Vaduz an einem regnerischen Frühlingstag, die Wolken hängen tief zwischen den Bergen des Rätikons: Ort der Besichtigung ist ein siebenstöckiger Bau im Stadtteil Schwefel. Die Agglomeration ist dicht hier, die Ortsgrenzen sind räumlich nicht spürbar. Aufwendig bepflanzte Aussenräume und Details wie die schmiedeeisernen Ornamente an der Eingangstür zeugen beim Wohnblock von 1974 vom Gestaltungswillen des Erbauers, ebenso die Grundrisse der Wohnungen, wie eine renovierte 5-Zimmer-Wohnung im sechsten Stock zeigt. 

Die langjährige Mieterin gab die Wohnung altershalber auf, die Besitzerin der Liegenschaft, eine Bank, beschloss, die instandsetzungsbedürftige Wohnung in den Rohbauzustand zu versetzen und als Stockwerkeigentum auf den Markt zu bringen – ein Glücksfall für den heutigen Besitzer. Aufgewachsen in der Unité d’habitation in Marseille (1947) von Le Corbusier, erkannte er das räumliche Potenzial der Wohnung und beauftragte das junge Architekturbüro Schneider Türtscher aus Zürich mit dem Innenausbau. 

Deren Eingriffe konzentrierten sich vor allem auf die Oberflächen. Fast überall bedeutete das: Farbe! Und was für welche: Zum Zug kamen Anstriche eines Schweizer Herstellers, der auf natürliche Pigmente setzt. Den Auftakt macht das komplett in Schwarz gehaltene Entrée. Wie aus einer Höhle hinaus spät man von dort ins Esszimmer, das als Verteiler zur Küche, zum Gästezimmer sowie zum Schlaf- und Wohnzimmer dient. Letzteres öffnet sich über die ganze Breite zum Balkon, die Wand im Farbton Ombre brûlé fasst den Raum. 

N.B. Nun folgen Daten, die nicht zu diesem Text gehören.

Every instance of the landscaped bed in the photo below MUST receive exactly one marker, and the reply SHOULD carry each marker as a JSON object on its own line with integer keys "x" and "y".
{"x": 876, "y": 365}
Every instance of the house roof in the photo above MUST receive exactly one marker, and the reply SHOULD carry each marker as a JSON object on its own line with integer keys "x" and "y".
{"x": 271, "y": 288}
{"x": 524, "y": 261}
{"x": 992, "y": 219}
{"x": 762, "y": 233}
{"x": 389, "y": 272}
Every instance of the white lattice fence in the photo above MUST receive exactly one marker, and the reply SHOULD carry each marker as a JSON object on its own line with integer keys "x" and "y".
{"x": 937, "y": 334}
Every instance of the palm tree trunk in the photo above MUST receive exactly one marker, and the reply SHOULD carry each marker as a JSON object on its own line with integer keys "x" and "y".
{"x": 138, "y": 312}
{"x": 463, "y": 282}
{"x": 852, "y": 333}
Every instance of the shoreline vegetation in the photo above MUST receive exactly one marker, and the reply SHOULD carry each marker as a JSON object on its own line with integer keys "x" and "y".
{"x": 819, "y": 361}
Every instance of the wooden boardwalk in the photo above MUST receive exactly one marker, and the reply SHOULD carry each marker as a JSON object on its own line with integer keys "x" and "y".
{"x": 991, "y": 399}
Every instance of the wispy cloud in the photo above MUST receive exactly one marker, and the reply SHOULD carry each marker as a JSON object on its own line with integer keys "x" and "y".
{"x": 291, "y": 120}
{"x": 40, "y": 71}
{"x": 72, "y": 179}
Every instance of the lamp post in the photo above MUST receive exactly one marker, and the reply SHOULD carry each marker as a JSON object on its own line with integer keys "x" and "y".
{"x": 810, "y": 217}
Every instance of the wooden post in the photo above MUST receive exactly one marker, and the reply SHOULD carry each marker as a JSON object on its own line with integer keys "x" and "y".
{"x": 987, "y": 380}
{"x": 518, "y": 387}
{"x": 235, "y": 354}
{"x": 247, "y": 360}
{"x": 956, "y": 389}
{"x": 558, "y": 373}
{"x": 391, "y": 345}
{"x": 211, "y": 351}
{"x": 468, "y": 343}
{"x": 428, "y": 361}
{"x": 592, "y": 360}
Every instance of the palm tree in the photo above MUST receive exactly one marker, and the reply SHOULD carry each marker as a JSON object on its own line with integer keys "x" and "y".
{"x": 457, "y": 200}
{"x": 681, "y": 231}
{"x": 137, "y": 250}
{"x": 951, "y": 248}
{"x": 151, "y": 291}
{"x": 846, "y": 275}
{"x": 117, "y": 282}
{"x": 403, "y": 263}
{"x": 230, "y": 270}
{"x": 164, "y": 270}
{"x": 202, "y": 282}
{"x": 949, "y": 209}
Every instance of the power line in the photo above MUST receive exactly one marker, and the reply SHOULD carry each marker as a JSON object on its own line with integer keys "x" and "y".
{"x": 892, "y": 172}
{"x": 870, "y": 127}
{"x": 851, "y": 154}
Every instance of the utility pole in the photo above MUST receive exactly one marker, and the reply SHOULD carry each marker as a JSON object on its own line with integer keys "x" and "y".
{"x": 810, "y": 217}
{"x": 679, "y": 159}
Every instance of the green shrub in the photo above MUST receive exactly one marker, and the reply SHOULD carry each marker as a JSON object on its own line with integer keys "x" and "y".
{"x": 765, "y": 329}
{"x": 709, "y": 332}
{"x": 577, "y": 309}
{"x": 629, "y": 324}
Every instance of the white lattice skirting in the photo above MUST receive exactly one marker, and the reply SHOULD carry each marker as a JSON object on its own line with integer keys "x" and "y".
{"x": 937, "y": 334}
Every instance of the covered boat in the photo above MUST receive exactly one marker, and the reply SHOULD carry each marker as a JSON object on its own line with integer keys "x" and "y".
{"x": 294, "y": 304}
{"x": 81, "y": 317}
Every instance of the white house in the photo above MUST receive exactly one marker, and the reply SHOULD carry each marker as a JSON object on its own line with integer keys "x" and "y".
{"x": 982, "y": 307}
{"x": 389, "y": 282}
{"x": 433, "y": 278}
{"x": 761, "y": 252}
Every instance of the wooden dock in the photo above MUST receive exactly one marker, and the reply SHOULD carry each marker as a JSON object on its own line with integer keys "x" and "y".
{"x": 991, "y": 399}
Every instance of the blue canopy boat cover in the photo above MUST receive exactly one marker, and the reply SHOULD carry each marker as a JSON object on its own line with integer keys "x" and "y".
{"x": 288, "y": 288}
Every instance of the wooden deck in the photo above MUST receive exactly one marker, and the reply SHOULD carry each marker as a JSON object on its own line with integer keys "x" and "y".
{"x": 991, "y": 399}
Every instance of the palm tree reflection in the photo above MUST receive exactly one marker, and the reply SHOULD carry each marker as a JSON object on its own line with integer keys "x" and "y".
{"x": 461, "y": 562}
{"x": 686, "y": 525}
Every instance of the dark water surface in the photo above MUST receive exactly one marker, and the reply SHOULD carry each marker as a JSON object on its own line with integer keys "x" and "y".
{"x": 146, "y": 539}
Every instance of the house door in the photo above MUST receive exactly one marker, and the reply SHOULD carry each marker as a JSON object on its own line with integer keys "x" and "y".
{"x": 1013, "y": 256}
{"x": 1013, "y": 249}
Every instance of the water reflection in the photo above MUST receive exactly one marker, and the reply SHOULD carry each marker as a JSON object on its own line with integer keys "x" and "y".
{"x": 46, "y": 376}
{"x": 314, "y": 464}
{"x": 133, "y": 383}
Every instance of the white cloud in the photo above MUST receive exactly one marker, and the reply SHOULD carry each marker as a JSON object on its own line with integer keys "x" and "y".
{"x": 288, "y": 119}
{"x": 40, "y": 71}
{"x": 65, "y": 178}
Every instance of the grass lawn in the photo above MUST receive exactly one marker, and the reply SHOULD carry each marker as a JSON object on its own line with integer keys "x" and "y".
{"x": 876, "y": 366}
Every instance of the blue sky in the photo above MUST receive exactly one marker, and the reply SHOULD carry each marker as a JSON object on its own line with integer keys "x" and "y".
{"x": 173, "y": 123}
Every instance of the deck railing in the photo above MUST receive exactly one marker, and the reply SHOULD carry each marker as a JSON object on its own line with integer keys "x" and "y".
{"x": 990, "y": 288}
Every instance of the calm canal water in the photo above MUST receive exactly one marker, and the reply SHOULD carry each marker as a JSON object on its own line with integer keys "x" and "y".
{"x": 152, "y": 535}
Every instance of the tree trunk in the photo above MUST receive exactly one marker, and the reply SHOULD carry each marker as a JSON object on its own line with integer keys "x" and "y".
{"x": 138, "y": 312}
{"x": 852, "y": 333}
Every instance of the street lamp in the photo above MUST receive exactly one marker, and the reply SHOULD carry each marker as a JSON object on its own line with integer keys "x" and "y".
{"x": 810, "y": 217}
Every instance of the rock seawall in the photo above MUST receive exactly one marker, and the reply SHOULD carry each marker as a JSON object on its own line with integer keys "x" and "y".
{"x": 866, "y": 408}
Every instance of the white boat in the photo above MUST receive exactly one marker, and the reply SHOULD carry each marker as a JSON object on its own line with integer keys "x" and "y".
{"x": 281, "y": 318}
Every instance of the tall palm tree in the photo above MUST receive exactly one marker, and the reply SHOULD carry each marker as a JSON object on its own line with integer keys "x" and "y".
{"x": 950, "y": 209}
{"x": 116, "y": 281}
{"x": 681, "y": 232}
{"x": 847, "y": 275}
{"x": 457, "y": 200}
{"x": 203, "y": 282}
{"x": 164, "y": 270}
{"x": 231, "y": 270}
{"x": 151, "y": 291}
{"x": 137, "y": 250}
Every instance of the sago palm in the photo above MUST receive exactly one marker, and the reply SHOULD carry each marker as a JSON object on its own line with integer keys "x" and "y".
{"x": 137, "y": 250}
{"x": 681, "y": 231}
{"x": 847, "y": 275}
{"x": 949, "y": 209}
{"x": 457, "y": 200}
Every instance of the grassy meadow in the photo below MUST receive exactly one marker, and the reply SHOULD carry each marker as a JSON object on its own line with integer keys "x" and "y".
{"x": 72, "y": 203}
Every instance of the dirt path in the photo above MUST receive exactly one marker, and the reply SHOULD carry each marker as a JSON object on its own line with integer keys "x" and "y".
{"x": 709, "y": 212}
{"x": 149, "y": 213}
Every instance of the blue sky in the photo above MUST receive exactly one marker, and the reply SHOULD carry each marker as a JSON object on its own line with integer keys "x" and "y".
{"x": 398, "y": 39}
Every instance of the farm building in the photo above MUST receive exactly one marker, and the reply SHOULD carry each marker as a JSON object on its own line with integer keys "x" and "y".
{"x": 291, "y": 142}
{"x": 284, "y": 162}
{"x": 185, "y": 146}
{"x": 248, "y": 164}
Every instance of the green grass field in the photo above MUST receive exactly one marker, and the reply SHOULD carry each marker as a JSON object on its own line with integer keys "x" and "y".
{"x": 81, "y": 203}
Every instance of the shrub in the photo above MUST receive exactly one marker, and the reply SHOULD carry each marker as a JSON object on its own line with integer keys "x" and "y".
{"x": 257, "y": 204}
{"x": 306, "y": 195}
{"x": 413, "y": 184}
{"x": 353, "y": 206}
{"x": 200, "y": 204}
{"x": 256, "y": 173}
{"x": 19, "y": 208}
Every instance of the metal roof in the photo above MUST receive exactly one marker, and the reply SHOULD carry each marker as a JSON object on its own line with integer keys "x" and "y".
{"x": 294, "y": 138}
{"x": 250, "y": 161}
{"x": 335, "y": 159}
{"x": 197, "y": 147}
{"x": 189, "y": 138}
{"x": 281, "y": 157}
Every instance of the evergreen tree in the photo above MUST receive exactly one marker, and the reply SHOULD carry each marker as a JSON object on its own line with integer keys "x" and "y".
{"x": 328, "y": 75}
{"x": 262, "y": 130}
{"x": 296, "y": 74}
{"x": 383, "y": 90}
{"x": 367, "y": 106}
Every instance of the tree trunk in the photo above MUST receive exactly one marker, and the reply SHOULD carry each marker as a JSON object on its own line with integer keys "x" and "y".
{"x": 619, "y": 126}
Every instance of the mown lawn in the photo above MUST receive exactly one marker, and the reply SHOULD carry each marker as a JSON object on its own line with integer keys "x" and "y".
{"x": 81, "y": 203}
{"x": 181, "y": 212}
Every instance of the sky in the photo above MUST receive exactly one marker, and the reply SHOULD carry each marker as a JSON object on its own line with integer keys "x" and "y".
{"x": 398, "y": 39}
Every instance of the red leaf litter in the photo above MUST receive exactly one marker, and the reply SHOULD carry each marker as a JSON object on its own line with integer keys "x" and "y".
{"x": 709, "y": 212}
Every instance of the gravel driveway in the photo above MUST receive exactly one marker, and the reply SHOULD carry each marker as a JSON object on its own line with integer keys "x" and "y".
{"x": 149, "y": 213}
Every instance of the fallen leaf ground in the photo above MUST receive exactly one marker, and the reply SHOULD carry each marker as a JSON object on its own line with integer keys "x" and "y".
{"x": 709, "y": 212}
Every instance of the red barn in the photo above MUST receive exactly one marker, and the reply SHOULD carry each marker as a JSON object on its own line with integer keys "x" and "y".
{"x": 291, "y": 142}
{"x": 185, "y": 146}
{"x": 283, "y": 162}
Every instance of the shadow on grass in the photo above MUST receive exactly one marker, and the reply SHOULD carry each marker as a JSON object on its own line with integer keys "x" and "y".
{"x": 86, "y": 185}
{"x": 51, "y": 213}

Das Arbeitszimmer ist neu in einem intensiven Rotton gehalten. Je nach Lichteinfall lässt dieser die Konturen des Raumes verschwimmen. (Foto: Beni Blaser)
Blick von aussen auf den Wohnbau, der Mitte der 1970er-Jahre errichtet wurde. (Foto: Beni Blaser)

Doch die Architekt*innen strichen die Wohnung nicht einfach grossflächig an, sondern verliehen ihr durch die Farbigkeit eine konstruktive Geometrie. «Wir haben die Farbe nicht bis zum Rand gezogen, sodass die verbliebenen weissen vertikalen Streifen wie Pfeiler wirken. Das verleiht dem Raum eine zusätzliche Tiefe», erklärt Architektin Michaela Türtscher. Überhaupt, die Übergänge: Mal ist die Farbe um die Kante gezogen, mal gibt es eine klare Trennung, immer ist der Umgang mit Farbe situativ. 

Gut erkennbar ist das auch am Fussboden, der roh belassen, aber mit Steinöl, das an ausgewählten Stellen mit Pigmenten dunkel eingefärbt ist, behandelt wurde. Die so entstandenen Diagonalen wirken zunächst wie ein Schattenwurf. Erst auf den zweiten Blick wird klar, dass das Muster permanent ist. Und dann ist da noch das Bijou – ein Raum, den so wohl niemand in einem 1970er-Jahre-Wohnblock vermuten würde: Das Arbeitszimmer leuchtet in einem tiefen Blau, das so unwirklich ist, dass je nach Lichteinfall gar nicht klar ist, wo genau die Wand beginnt. Die Farbe, ein leuchtendes, von den Werken Yves Kleins inspiriertes Ultramarin, sorgt hier buchstäblich dafür, dass sich die Grenzen des Raums auflösen. Ein besseres Beispiel für die transzendente Wirkung von Farbe lässt sich kaum finden. 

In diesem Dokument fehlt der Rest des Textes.